One potential downside to automated speech-to-text parsing is that these engines can be vulnerable to adversarial attacks, whereby malicious users intentionally generate recordings that the speech-to-text engine will reliably transcribe incorrectly (e.g., Carlini and Wagner (2018)). While we would not expect this to be a widespread problem in typical online experimental settings, researchers are also beginning to devise strategies for counteracting adversarial examples (Madry et al., 2017). Nevertheless, the potential existence of adversarial examples (which a human observer would likely have transcribed correctly) should be considered on an as-needed basis when applying these methods to massive online experiments that cannot easily be manually checked in detail.

Speech-to-text engines as a driver for adaptive verbal response experiments

Adaptive tests and experiments can dramatically reduce the time needed to assess knowledge and measure psychophysical and neuropsychological parameters. For example, computer adaptive testing is now widespread on standardized tests including the Graduate Record Examination (van der Linden & Glas, 2000), and the staircase method is commonly used to rapidly estimate participants’ psychophysical thresholds (Cornsweet, 1962). Modern variants of this technique, such as Bayesian active learning, use adaptive experiments to quickly map complex multivariate receptive fields based on neural data (Park & Pillow, 2012). Over the past several decades, researchers have also developed adaptive psychological experiments that leverage real-time processing of physiological signals, such as functional magnetic resonance imaging (Cox et al., 1995; Cox & Jesmanowicz, 1999; Cohen, 2001; deCharms, 2008; deBettencourt et al., 2015) and electroencephalography (e.g., Angelakis et al., (2007)).

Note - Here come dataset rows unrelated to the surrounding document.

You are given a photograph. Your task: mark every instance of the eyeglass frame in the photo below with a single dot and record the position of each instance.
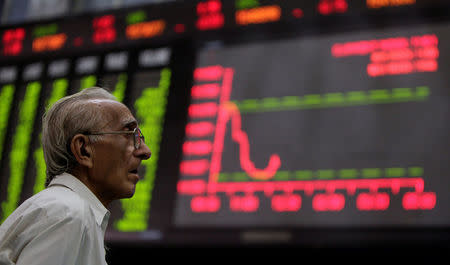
(137, 134)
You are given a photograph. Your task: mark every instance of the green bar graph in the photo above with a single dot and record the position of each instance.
(20, 143)
(6, 98)
(150, 110)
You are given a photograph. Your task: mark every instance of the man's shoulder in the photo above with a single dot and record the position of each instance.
(57, 203)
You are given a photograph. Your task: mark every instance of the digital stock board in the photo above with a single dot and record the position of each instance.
(267, 120)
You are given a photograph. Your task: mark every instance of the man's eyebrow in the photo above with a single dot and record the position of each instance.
(129, 124)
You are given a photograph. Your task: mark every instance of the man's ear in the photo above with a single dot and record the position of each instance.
(82, 150)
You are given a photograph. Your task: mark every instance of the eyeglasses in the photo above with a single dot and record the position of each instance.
(137, 135)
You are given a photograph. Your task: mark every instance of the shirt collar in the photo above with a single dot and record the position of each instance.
(73, 183)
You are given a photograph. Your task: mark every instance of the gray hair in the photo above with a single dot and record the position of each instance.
(67, 117)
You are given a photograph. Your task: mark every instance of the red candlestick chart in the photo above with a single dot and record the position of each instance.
(228, 117)
(266, 140)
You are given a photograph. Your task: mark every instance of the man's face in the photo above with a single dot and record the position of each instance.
(114, 172)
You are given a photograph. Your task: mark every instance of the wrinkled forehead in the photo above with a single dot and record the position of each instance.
(115, 114)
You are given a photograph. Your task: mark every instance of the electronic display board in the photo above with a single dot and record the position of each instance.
(261, 115)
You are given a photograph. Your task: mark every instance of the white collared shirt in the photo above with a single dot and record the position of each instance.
(63, 224)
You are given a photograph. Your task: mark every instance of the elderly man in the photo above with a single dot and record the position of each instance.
(92, 148)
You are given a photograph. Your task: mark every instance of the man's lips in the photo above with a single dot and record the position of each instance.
(134, 173)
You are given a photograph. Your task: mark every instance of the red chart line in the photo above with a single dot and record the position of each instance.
(309, 187)
(228, 111)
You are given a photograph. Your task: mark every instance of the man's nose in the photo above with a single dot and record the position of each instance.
(143, 152)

Adaptive experiments driven by vocal responses have been limited, presumably because sufficiently accurate speech-to-text engines have only recently been broadly available. However, the computer-generated transcripts in our study captured many of the key patterns in participants’ recall sequences. These transcripts may be generated on the fly during an experiment, for use in adapting future experimental trials (e.g., to optimize learning, more quickly converge on an estimate of participants’ abilities or strategies, etc.).

Conclusions

The above findings show that automatic speech-to-text transcription, though imperfect, recovers many of the fundamental behavioral phenomena in free recall data. Our results provide a proof of concept that automatic speech-to-text transcription is sufficiently accurate to serve as an effective substitute for human annotators in list-learning experiments. Additional study is needed to understand how broadly the level of performance we observed might generalize to other verbal response experiments, noisy recording environments, etc. Nevertheless, as improved speech-to-text algorithms are discovered and developed, we expect this to alleviate the need for human annotators.